Virginia (Dee) Kuisle’s 40-year teaching career began in September 1946 in a 1-room schoolhouse in rural Olmstead County, Minnesota and extended through modern elementary classrooms until her retirement from Byron Elementary in May 1986.  Through the years, Virginia had maintained her enthusiasm and commitments to student creativity, discovery and mastery of key skills.

Virginia, the oldest daughter of Mary and Stanley Dee, was born in 1927 and completed Grades 1-8 in the Dee school, founded by her pioneer ancestors, on County Road 8.  She graduated from Lourdes High School in Rochester in May 1945.

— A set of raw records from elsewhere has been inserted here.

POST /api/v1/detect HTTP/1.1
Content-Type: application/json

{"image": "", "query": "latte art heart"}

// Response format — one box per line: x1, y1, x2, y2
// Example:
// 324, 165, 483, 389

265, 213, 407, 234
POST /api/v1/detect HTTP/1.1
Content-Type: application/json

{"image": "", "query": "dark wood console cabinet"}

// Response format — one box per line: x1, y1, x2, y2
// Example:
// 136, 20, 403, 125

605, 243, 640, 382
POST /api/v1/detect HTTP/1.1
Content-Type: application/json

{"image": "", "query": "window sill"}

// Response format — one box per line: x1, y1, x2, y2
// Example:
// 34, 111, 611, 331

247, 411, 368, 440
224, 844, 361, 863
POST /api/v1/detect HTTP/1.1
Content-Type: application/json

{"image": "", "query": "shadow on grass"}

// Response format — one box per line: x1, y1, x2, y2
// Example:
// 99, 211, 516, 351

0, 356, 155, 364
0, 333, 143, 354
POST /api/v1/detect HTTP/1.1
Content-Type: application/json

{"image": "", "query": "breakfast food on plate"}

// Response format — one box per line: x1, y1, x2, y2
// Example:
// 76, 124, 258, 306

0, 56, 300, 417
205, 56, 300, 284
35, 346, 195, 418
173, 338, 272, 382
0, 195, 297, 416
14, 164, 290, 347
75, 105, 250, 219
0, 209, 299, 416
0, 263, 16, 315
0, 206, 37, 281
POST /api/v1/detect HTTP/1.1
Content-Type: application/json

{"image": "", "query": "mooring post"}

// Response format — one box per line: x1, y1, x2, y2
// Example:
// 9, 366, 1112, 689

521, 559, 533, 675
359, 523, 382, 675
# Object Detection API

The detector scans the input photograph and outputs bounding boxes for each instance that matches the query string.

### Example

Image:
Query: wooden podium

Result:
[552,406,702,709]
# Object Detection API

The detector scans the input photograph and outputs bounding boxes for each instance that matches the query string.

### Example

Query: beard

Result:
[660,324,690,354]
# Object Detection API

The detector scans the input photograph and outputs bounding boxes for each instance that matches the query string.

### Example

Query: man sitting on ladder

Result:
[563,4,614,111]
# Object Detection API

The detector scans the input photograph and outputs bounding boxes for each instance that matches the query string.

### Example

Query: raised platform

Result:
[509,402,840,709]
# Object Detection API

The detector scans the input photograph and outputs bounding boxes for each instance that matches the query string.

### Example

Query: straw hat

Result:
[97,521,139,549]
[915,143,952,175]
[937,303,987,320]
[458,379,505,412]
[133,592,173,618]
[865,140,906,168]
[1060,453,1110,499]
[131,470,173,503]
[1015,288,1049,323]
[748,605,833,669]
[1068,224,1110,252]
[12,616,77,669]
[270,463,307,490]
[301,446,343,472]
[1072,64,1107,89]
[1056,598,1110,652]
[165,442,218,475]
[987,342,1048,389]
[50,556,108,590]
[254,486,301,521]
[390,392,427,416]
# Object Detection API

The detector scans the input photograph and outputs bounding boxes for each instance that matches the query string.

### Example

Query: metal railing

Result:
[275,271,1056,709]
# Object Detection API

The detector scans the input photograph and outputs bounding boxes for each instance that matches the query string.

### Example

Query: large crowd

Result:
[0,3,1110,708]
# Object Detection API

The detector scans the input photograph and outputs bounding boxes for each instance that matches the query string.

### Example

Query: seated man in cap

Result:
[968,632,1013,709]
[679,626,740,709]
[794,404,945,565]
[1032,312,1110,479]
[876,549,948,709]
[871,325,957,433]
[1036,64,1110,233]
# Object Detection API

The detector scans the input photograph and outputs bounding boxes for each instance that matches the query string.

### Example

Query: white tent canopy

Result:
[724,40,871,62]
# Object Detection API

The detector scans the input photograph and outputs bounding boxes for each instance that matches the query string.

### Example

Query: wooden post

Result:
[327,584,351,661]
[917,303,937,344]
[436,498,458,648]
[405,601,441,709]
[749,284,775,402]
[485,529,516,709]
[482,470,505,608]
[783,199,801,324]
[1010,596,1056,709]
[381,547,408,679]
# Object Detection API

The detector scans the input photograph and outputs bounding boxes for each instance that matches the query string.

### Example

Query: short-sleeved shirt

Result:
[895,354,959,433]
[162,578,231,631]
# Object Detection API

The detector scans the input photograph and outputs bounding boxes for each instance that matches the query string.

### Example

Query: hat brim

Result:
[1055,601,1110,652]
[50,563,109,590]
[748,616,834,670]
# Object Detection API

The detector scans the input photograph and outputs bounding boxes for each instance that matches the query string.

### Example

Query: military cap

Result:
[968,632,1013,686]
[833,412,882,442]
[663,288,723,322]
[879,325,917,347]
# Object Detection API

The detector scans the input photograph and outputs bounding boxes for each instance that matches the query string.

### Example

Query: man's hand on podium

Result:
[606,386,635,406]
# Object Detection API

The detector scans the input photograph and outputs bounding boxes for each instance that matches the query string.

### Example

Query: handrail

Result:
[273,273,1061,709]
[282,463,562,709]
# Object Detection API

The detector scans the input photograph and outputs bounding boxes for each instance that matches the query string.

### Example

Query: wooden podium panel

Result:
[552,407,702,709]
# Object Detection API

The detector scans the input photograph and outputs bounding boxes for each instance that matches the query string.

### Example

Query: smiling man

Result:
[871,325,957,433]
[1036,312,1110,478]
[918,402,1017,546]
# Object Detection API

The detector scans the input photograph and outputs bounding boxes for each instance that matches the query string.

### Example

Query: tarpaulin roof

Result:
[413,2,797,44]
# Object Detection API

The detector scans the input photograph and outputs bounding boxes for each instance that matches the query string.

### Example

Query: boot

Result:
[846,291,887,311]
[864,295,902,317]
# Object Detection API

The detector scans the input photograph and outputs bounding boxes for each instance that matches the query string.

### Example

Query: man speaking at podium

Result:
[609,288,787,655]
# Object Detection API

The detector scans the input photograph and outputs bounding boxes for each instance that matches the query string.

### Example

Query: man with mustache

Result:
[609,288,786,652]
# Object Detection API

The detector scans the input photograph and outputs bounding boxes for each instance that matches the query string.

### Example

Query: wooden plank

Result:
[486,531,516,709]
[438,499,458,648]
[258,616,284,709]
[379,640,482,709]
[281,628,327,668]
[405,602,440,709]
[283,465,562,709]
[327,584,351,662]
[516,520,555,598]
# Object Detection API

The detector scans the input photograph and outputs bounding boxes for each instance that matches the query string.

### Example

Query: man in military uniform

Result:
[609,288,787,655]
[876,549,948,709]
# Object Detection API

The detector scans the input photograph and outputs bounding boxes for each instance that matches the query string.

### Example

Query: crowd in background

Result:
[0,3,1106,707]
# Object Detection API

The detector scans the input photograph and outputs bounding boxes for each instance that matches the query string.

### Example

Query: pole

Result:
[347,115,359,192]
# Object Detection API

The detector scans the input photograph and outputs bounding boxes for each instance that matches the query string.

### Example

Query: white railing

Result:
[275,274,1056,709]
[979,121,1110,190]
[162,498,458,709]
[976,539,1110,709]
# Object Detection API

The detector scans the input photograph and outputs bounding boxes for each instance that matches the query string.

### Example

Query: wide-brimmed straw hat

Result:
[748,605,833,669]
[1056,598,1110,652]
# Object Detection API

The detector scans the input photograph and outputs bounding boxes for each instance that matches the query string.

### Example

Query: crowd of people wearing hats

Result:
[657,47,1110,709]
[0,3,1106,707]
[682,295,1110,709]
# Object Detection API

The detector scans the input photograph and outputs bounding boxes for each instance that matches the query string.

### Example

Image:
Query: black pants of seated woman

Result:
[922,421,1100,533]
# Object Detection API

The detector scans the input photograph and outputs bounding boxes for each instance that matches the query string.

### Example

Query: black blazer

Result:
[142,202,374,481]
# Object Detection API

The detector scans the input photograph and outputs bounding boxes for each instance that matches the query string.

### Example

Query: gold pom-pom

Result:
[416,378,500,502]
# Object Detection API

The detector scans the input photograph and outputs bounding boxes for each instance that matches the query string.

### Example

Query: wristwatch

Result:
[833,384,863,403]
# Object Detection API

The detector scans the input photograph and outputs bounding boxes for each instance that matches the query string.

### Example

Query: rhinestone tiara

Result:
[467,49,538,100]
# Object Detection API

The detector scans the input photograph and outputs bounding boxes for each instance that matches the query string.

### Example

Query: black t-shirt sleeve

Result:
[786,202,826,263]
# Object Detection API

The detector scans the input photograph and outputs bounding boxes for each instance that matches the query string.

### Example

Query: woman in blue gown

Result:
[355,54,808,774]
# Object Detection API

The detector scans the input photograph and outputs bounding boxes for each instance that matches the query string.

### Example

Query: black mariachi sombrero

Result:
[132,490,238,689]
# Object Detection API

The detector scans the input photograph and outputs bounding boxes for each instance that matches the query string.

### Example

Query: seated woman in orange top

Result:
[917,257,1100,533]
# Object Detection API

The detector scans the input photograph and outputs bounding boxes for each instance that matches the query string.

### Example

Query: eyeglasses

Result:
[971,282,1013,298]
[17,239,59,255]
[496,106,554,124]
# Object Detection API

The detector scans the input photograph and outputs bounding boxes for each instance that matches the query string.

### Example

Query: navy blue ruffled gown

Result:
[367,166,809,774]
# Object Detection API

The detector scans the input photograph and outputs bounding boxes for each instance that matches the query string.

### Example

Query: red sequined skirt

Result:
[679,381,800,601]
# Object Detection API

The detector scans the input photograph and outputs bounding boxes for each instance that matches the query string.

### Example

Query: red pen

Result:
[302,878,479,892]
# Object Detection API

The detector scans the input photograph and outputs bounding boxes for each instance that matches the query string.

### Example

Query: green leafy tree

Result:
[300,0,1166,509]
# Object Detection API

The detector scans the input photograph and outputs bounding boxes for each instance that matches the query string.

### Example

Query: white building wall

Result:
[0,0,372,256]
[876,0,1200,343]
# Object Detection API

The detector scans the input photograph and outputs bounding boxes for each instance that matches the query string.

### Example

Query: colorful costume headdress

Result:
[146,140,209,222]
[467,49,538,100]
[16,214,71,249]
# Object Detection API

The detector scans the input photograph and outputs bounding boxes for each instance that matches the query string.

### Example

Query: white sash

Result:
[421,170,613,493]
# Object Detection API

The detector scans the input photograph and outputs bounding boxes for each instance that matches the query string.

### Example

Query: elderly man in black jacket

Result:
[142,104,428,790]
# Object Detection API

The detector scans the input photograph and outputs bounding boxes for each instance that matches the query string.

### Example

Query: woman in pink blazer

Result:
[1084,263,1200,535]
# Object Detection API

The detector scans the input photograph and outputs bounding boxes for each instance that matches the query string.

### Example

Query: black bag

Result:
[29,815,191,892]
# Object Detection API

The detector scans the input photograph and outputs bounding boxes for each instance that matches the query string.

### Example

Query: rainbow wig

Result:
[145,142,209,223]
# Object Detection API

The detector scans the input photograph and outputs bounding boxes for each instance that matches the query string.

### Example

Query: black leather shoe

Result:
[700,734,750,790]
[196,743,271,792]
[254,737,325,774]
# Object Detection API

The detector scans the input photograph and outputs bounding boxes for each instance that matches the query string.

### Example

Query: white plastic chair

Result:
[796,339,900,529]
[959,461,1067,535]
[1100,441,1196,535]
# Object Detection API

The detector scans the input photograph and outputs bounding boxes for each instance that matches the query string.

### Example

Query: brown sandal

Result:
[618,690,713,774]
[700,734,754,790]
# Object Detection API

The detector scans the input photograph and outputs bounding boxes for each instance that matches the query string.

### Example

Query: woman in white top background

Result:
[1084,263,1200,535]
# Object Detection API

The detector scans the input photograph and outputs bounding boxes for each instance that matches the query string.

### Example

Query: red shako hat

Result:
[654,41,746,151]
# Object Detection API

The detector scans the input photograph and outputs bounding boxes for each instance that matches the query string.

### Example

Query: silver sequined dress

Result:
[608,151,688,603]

After one year of teacher training at Winona State Teachers College–on a Limited Energy Permit-because of the shortage of teachers caused by World War II–Virginia was hired as a teacher in the Dee School in the fall of 1946.  Two of her students were her brother: Stanley Jr. in 6th grade and Raymond in 4th grade.  Virginia earned $175 a month; lived at home; and paid one of her students a fee to build a fire in the school’s stove in the mornings.

In 1952, Virginia married Ralph Kuisle.  They had five children–Rosemary, Beverly, Don, Dale, and Debbie–while Ralph farmed and Virginia continued to teach school.  She earned her college degree and lifetime teaching certificate in 1968; after years of attending night and summer school classes.  Virginia credited her family for their support in helping her achieve this goal.

Beginning in 1963, Virginia taught for 23 years in the Byron School System: 13 years as a First Grade Teacher; 3 years in fourth grand and 7 years as a Title One teacher.  Virginia’s favorite saying was a quote from Ralph Waldo Emerson which sat on her desk throughout her years in Byron: “Nothing great was every achieved without enthusiasm.” Virginia was presented with a silver plaque of appreciation from the Board of Education on May 30, 1986 when she retired and she remains a lifetime member of the National Education Association.

Virginia’s influence in Minnesota education continues to be demonstrated in the teaching careers of her grandchildren: Kelly in Rochester; Ryan in Mankato; and Laura in Albert Lea, Minesota.  During the summer of 2014, Virginia continued to make teaching aids for her great granddaughter, Almira, who was preparing to enter the first grade.